Non critico Pioli per partito preso come tanti milanisti, né lo elogio sempre e comunque come fanno altri, cerco di essere sempre oggettivo e in questo periodo gli do relativamente poche colpe, più che altro a causa degli infortuni che non permettono grande serenità nelle scelte(resta il fatto che dal punto di vista della gestione ha fatto i suoi errori in questo campionato), ma devo dirlo: ci prende in giro?

Partita mediocre contro un Napoli decimato, abbiamo impensierito Ospina soltanto due volte(e sarebbe dovuta finire 1-1, ma lasciamo stare). Loro hanno avuto più occasioni, e se Petagna fosse un attaccante vero avremmo preso più di 1 gol, nonostante un ottimo Tomori.
Sulla stanchezza, che sia mentale o fisica, la questione è grave: i nostri non riescono a ripartire in contropiede come si deve, rallentano il gioco quando ci sono spazi per provare a correre e fanno errori sciocchi che spesso paghiamo in fase di impostazione, di rifinitura e difensiva.

Mi trova in ampio disaccordo su tutto ciò che ha detto.


----------



## Divoratore Di Stelle (19 Dicembre 2021)

rossonerosud ha scritto:


> Non sono un Piolista di ferro, ma cosa pretendete da lui? Ma vi rendete conto del mercato che (non) gli hanno fatto?

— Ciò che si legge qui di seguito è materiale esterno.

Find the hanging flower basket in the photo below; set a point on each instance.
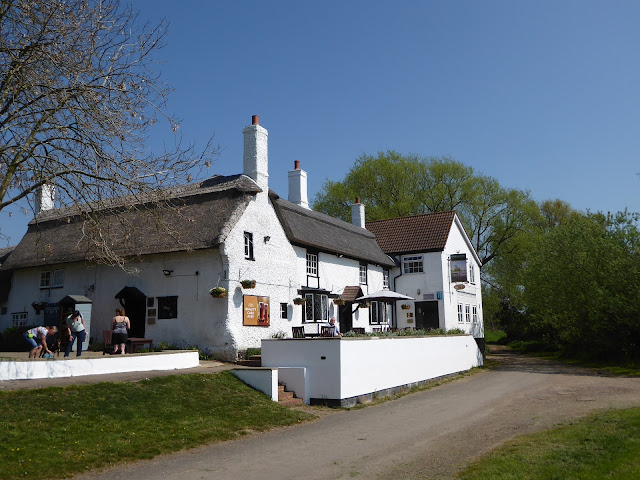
(218, 292)
(248, 283)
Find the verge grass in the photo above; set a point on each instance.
(57, 432)
(604, 445)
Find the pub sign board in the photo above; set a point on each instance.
(256, 311)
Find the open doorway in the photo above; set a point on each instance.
(427, 315)
(134, 303)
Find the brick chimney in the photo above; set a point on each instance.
(298, 186)
(357, 213)
(256, 154)
(44, 198)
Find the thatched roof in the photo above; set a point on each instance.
(195, 217)
(316, 230)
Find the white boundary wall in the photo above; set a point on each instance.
(343, 368)
(33, 369)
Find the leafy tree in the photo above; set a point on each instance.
(393, 185)
(78, 96)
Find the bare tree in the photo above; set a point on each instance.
(79, 91)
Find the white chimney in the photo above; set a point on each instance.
(45, 195)
(256, 154)
(298, 186)
(357, 213)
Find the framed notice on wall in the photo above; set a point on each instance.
(256, 311)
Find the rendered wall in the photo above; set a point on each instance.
(342, 368)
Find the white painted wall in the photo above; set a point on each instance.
(340, 368)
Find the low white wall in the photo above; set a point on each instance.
(264, 380)
(28, 370)
(342, 368)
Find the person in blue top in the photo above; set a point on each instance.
(36, 338)
(77, 329)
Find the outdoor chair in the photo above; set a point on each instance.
(108, 346)
(327, 331)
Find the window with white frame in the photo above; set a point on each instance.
(19, 319)
(363, 274)
(52, 279)
(312, 264)
(377, 312)
(316, 308)
(248, 246)
(412, 264)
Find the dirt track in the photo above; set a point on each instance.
(431, 434)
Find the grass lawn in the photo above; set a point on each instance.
(606, 445)
(60, 431)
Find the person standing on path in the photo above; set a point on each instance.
(77, 329)
(120, 324)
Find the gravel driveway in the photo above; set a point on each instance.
(430, 434)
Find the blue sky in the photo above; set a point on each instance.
(541, 95)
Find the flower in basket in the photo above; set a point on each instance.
(218, 292)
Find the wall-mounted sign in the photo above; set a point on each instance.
(256, 311)
(459, 267)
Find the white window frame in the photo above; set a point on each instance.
(19, 319)
(378, 313)
(362, 274)
(312, 264)
(412, 264)
(248, 246)
(316, 308)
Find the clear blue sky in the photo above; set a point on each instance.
(541, 95)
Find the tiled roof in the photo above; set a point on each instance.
(418, 233)
(316, 230)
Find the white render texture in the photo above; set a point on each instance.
(20, 370)
(256, 155)
(340, 368)
(298, 188)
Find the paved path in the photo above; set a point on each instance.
(431, 434)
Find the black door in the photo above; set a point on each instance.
(346, 320)
(427, 315)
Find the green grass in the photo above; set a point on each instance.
(605, 445)
(67, 430)
(494, 336)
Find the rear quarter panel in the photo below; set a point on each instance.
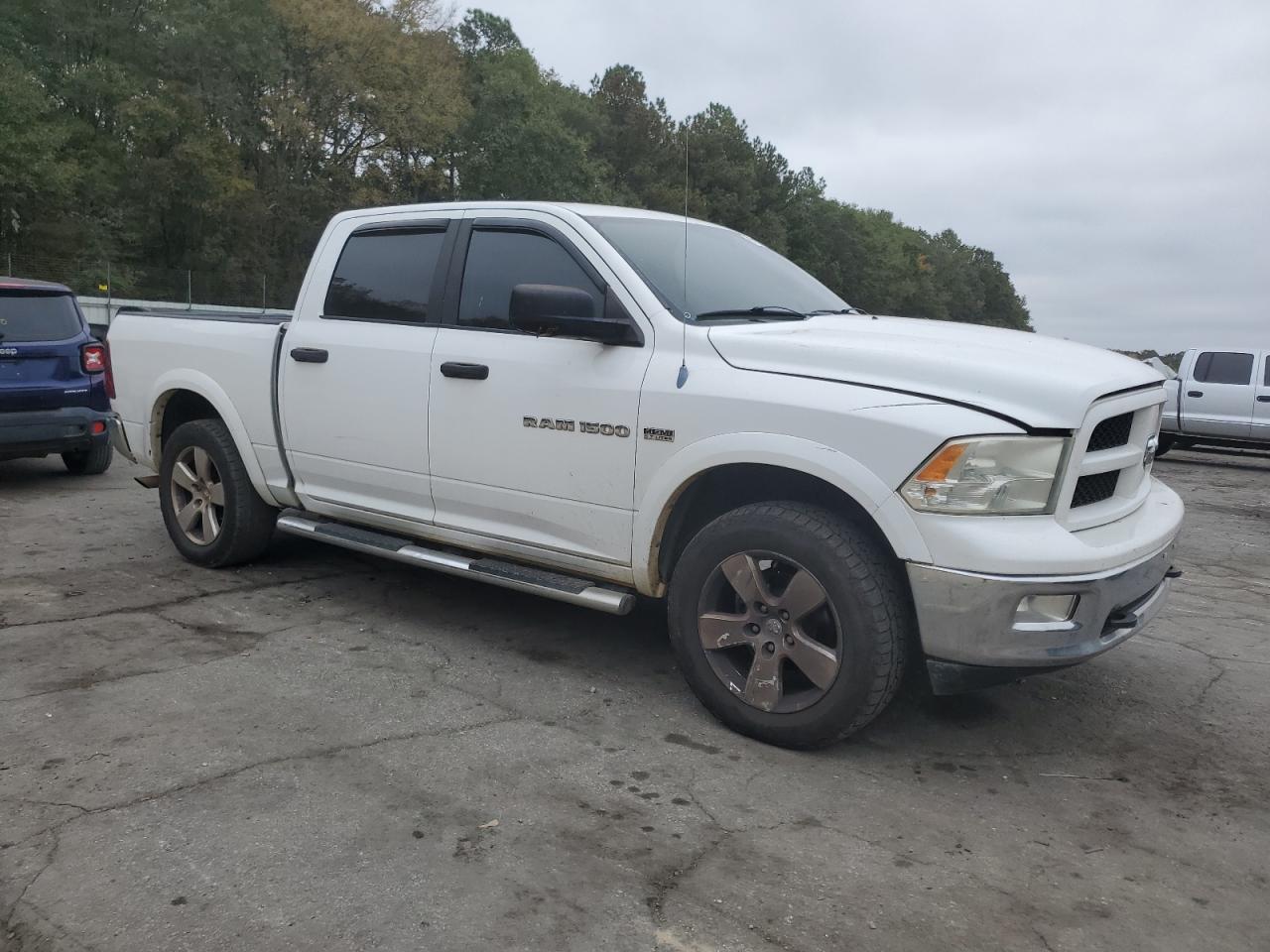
(226, 362)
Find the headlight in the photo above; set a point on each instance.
(988, 476)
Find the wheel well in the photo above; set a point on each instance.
(176, 408)
(725, 488)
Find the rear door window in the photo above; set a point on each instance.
(499, 261)
(27, 316)
(1220, 367)
(385, 276)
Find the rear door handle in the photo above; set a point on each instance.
(465, 371)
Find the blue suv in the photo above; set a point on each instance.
(55, 379)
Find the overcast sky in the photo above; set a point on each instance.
(1114, 155)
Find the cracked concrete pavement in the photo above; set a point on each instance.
(310, 753)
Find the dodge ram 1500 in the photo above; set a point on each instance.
(589, 403)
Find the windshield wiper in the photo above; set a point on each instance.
(771, 312)
(844, 309)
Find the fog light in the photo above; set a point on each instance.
(1046, 608)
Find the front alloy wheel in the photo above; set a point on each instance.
(769, 631)
(790, 621)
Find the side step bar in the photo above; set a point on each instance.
(508, 575)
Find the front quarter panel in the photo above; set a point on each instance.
(862, 440)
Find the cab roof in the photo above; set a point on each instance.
(50, 287)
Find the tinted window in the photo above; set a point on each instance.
(725, 268)
(499, 261)
(385, 276)
(26, 316)
(1223, 368)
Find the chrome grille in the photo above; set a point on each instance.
(1109, 467)
(1095, 489)
(1112, 431)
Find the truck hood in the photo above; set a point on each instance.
(1042, 382)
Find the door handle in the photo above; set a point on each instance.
(465, 371)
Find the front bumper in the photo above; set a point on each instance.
(42, 431)
(971, 639)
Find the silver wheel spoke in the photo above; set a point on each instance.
(187, 515)
(817, 661)
(803, 595)
(763, 684)
(183, 476)
(202, 465)
(743, 574)
(720, 631)
(211, 525)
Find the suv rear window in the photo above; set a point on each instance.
(27, 316)
(1219, 367)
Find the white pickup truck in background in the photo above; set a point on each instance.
(1218, 399)
(538, 397)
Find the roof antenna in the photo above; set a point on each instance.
(684, 339)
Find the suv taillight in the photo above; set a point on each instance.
(95, 358)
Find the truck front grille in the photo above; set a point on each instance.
(1109, 468)
(1111, 433)
(1095, 489)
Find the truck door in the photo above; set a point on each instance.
(532, 438)
(353, 382)
(1218, 398)
(1261, 408)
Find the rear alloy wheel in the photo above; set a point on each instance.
(790, 622)
(197, 495)
(212, 512)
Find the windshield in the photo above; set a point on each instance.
(726, 271)
(26, 315)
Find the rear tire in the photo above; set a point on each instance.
(90, 462)
(864, 621)
(212, 512)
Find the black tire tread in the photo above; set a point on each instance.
(249, 526)
(880, 581)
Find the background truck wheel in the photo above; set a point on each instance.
(90, 462)
(790, 622)
(212, 512)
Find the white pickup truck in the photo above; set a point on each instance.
(589, 403)
(1218, 399)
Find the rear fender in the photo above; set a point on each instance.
(213, 394)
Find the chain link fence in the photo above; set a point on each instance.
(136, 280)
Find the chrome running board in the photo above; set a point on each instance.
(508, 575)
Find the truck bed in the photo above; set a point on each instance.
(230, 354)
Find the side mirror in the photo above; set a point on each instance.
(554, 309)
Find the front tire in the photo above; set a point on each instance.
(212, 512)
(89, 462)
(790, 622)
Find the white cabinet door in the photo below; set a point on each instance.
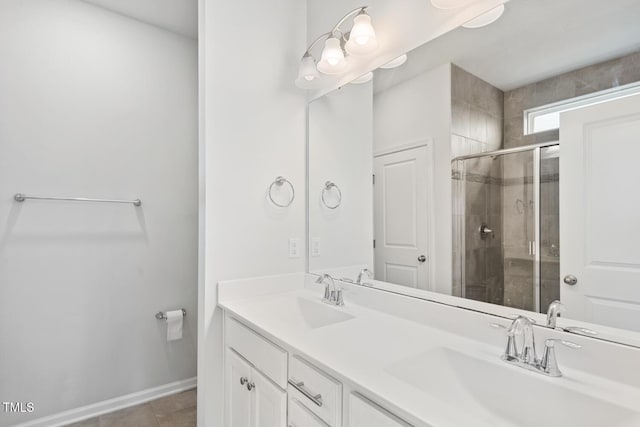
(238, 375)
(362, 413)
(599, 205)
(269, 403)
(401, 216)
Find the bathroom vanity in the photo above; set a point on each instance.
(392, 360)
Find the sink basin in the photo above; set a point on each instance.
(501, 395)
(310, 314)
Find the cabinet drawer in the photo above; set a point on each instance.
(316, 390)
(299, 416)
(363, 413)
(270, 359)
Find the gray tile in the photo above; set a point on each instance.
(460, 118)
(518, 100)
(136, 416)
(494, 133)
(555, 89)
(173, 403)
(513, 128)
(475, 198)
(477, 124)
(475, 267)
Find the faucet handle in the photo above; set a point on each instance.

Pretendo che schieri i migliori fin dal'inizio
Pretendo che in campo non vada solamente il suo amante
Pretendo che a seconda dell'avversario e dei giocatori disponibili,ogni tanto si cambi anche modulo
Pretendo che si incassi contro i giocatori,non che ad ogni sbaglio applauda come uno scemo e urli _dai dai dai_

Possiamo iniziare da qui.
Ma se ad un Kalulu in forma preferisce un Florenzi bollito,se ad un Saelemeker di ruolo preferisce inventarsi l'equilibratore krunic esterno sinistro,cosa ti fa pensare che con un mercato migliore,non commetterebbe sempre i soliti errori di valutazione ?


----------



## Zenos (19 Dicembre 2021)

Che Capra. Lui e chi lo ha rinnovato.


----------



## iceman. (19 Dicembre 2021)

rossonerosud ha scritto:


> Non sono un Piolista di ferro, ma cosa pretendete da lui? Ma vi rendete conto del mercato che (non) gli hanno fatto?


 dire la verità fa tanto schifo? Mourinho non si è fatto problemi a dire che le riserve della Roma erano peggio dei giocatori del Bodo. 
La verità è che Puoi ancora fatica a credere di aver avuto la possibilità di allenare un'altra grande. 
Poi vabbè lui sarà contento del resto è sempre stato tifoso interista quindi va bene così.


----------



## Nevergiveup (19 Dicembre 2021)

admin ha scritto:


> Pioli a DAZN sul KO col Napol:"Non siamo stanchi e lo abbiamo dimostrato. Abbiamo fatto le partite migliori del campionato dal punto di vista fisico e della volontà. Poi tecnicamente si può fare meglio. Sarebbe più facile dire che siamo stanchi. Stasera una delle partite più belle dell'ultimo periodo. Poi, non dovevamo prendere quel gol. Ma la prestazione c'è stata. Non meritavamo di perdere. L'abbiamo gestita bene e rischiato poco. Ma serviva qualcosa in più a livello di qualità. *Il gol annullato?* Giroud era a terra. Come fa a procurare un danno al difensore. Che devo dire? Mi spiace. Ora lecchiamoci le ferite e pensiamo a fare meglio mercoledì. *Giroud e Ibra insieme dall'inizio se tornassi indietro?* No, perchè Giroud non era al meglio e la squadra ha fatto bene nel primo tempo. Con Ibra e Giroud la squadra è stata più elastica. I cambi ci hanno dato un buon aiuto. Abbiamo fatto tutto bene, è mancata qualità negli ultimi metri".
> 
> In aggiornamento


Ecco adesso sono davvero preoccupato..i casi son 2 o trolla o ha perso completamente il senno, Ospina non ha fatto una parata in tutta partita e il mister è contento…siamo lenti e compassatissimi e lui vede intensità.. boh


----------



## rossonerosud (19 Dicembre 2021)

iceman. ha scritto:


> dire la verità fa tanto schifo? Mourinho non si è fatto problemi a dire che le riserve della Roma erano peggio dei giocatori del Bodo.
> La verità è che Puoi ancora fatica a credere di aver avuto la possibilità di allenare un'altra grande.
> Poi vabbè lui sarà contento del resto è sempre stato tifoso interista quindi va bene così.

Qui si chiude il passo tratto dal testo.